Bahkan, di kampus Hidayatullah, pernikahan akan dimudahkan. Ini terbukti dengan diselenggarakannya pernikahan massal ---atau pernikahan mubarokah--- di kampus ini. Tidak hanya sekali, tapi berkali-kali. Pernikahan masal pertama diselenggarakan pada 6 Maret 1977, diikuti oleh 2 pasang kader. Yang terbesar pada 1997, diikuti oleh 100 pasang kader.

Buat sebagian orang, menjalani kehidupan ber-Qur'an mungkin tidak mudah. Namun, KH Abdullah Said meyakini, bila sudah terbiasa akan terasa mudah. Dalam beberapa ceramah, KH Abdullah Said sering menganalogikan mudahnya hidup ber-Qur'an dengan kebiasaan memakan tempe dan ikan.

Orang Jawa, kata KH Abdullah Said, suka sekali makan tempe. Sebab, sejak lahir, mereka sudah terbiasa dengan tempe. Setiap hari mereka mendengarnya, melihatnya, lalu memakannya, bahkan menjadikannya santapan utama. Ini berbeda dengan orang Bugis yang sejak kecil sudah diperkenalkan dengan ikan. Setiap hari mereka sudah terbiasa menyantap ikan. Bahkan mereka merasa ada yang kurang jika tak ada ikan yang yang tersaji.

Demikian pula al-Qur'an. "Kalau sejak bangun tidur sudah al-Qur'an yang dibaca dan dibicarakan, akhirnya al-Qur'anlah yang akan lengket di otak dan di perasaan kita," kata KH Abdullah Said dalam buku Mencetak Kader karya Mansyur Salbu.

Bahkan, orang yang sudah demikian akrab dengan al-Qur'an akan merasa sia-sia hidup tanpa Qur'an. "Kalau bukan karena itu, yakni untuk membangun peradaban Islami berlandaskan al-Qur'an, buat apa kita berpayah-payah menekuni pekerjaan ini," kata KH Abdullah Said lagi.

Namun, bukan berarti tak ada kader yang goncang dan menyerah.

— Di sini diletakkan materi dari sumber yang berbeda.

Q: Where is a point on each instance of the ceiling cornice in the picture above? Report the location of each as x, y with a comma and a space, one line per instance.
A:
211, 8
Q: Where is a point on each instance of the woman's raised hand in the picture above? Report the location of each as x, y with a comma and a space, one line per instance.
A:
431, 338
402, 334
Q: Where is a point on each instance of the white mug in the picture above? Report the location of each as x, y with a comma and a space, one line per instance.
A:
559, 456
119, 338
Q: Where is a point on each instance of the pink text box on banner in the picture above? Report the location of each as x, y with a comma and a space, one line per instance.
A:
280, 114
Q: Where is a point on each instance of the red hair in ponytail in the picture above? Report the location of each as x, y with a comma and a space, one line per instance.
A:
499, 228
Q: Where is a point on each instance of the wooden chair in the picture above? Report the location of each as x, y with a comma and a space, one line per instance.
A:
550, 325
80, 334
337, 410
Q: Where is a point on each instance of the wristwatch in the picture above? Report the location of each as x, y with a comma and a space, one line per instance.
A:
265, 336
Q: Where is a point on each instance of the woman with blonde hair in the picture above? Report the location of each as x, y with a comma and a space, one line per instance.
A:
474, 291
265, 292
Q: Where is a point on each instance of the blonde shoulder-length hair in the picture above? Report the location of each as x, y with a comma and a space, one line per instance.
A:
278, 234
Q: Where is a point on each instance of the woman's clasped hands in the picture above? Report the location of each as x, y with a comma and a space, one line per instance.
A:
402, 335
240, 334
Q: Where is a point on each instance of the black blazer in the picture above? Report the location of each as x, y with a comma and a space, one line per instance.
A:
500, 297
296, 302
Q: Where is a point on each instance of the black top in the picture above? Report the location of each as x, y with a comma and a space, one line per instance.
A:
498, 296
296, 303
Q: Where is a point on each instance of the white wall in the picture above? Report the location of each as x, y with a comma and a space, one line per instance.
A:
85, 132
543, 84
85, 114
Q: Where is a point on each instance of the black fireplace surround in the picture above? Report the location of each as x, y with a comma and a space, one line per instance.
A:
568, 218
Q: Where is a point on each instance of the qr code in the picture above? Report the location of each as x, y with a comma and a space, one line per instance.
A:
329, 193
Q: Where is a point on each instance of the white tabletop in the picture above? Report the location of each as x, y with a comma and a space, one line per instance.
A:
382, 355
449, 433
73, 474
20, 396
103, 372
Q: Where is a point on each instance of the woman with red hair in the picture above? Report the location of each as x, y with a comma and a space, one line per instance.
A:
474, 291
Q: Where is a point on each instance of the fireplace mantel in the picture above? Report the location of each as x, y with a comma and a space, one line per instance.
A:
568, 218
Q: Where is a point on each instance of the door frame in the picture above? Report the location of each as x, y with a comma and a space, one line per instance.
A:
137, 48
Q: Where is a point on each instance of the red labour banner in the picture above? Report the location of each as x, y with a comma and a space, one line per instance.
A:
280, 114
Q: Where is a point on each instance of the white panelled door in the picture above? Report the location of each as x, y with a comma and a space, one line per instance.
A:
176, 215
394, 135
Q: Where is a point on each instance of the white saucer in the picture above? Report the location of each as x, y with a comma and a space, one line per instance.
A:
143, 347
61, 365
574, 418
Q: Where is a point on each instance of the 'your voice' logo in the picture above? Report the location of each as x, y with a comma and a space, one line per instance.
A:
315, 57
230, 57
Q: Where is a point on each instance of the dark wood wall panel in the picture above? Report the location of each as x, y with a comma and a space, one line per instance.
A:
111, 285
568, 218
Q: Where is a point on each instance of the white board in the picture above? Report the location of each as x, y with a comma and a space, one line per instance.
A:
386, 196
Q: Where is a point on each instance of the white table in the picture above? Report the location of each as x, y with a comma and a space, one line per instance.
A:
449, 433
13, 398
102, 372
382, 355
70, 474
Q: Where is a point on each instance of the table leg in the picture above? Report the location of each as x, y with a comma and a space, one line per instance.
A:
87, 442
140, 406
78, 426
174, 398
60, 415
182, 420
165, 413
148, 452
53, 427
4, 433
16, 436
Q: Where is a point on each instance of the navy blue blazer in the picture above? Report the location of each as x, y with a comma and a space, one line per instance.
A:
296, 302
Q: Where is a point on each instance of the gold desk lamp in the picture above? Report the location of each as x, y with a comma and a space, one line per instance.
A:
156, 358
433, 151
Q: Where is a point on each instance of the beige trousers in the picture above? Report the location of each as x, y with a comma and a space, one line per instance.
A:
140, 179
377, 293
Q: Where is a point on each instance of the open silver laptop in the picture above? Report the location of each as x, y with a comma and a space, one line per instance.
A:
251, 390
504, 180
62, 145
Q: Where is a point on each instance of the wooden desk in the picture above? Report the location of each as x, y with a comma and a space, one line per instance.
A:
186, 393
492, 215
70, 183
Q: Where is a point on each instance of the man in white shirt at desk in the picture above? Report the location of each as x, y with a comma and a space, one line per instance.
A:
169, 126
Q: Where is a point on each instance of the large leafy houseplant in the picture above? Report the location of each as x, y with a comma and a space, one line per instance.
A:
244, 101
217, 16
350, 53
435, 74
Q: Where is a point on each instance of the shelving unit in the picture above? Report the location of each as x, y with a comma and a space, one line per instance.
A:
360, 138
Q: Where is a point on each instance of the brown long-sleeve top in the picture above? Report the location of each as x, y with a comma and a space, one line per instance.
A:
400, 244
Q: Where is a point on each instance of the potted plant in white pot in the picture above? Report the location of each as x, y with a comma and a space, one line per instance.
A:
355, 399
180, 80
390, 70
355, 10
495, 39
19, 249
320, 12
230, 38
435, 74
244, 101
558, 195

Terhadap kader yang demikian, KH Abdullah Said biasanya memberi nasehat, "Saya telah kehabisan kata-kata untuk meyakinkan Anda tentang prospek di lembaga perjuangan ini. Bahasa Indonesia terlalu miskin untuk mengungkapkan apa yang semestinya dijelaskan untuk meyakinkan Anda. Maka, berangkatlah Anda mencari tempat yang lebih bagus dari tempat ini. Kalau Anda telah menemukannya, segeralah memberi informasi kepada kami. Insya Allah kita akan berlomba-lomba menuju tempat itu."

Di awal perintisan Hidayatullah, KH Abdullah Said amat mengkhawatirkan berjangkitnya penyakit thagha (melampaui batas) pada diri kadernya. Karena itu, cerita KH Hasan Ibrahim, saat memberi ceramah itiqaf di Masjid Baitul Karim, Cipinang Cempedak, Jakarta Timur, pada September 2010, KH Abdullah Said sengaja menempatkan para kader yang mulai banyak bergabung di kampus Hidayatullah pada posisi yang kontradiktif dengan latar belakang pendidikan dan pengalaman sebelumnya.

Lewat cara ini, KH Abdullah Said ingin melatih mental para kader agar beramal tanpa terbebani oleh status dan jabatan sebelumnya. Mereka mengisi bak wadhu, bak mandi, membajak sawah, menggali empang, membantu tukang, mencari donatur, dan lain-lain.

Amal-amal seperti ini, selain akan mengikis perasaan sombong, juga akan menjadi cerita yang indah bagi para kader kelak. Bahkan, mereka juga tumbuh menjadi pribadi-pribadi yang siap ditugaskan berdakwah ke manapun juga.

Beginilah cara KH Abdullah Said membangun perkampungan pengkaderan yang dulu dicita-citakannya. Perkampungan berbentuk kampus itu kian lama kian membesar karena dukungan dan partisipasi masyarakat di Balikpapan. Luas kampus bahkan sudah mencapai 120 hektar.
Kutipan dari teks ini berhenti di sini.